PyTorch __ior__ op is not implemented for conversion
Description
Hello,
I encountered an issue while trying to convert a PyTorch model (gemma-3-1b-it) to Core ML format. The conversion process failed with the following error: PyTorch convert function for op 'ior' not implemented..
I understand there was a recent fix related to an ior issue in RangeDim. I have confirmed that I am using the latest version of coremltools by installing directly from the main branch of this repository.
Steps to Reproduce
Install coremltools from the main branch: pip install git+https://github.com/apple/coremltools.git
Run the provided Python script with the gemma-3-1b-it model.

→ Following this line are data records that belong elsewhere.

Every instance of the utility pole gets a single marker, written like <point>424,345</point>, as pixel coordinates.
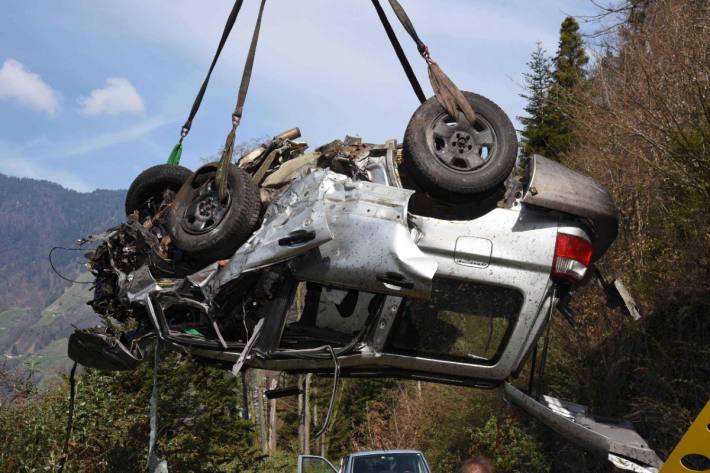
<point>272,414</point>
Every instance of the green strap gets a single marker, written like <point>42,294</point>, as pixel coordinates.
<point>175,154</point>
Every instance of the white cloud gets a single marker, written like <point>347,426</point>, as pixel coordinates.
<point>119,96</point>
<point>27,88</point>
<point>106,140</point>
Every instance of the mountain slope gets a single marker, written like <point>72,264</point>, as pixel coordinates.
<point>38,308</point>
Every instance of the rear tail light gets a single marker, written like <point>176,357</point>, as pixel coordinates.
<point>573,255</point>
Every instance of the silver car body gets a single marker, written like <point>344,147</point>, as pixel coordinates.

The conversion fails with the traceback shown below.
Environment
CoreMLTools Version: coremltools @ git+https://github.com/apple/coremltools.git@0f4244215c1f293f9b822b194fede05ad0e93851
PyTorch Version: 2.2.2
Python Version: 3.12.10
Additional Information
Here is the traceback I received:
Failed to load _MLModelProxy: No module named 'coremltools.libcoremlpython'
...
(Omitted - 'coremltools.libcoremlpython' related errors)
...
Fail to import BlobReader from libmilstoragepython. No module named 'coremltools.libmilstoragepython'
...
(Omitted - 'coremltools.libmilstoragepython' related errors)
...
Failed to load '_MLCPUComputeDeviceRemoteProxy'. Remote device functionality for retrieving the compute plan is unavailable.
...
(Omitted - 'RemoteProxy' related errors)
...
CoreMLTools Version: 9.0b1
PyTorch Version: 2.2.2
Numpy Version: 1.26.4
Loading Hugging Face model from '.../gemma-3-1b-it' into memory...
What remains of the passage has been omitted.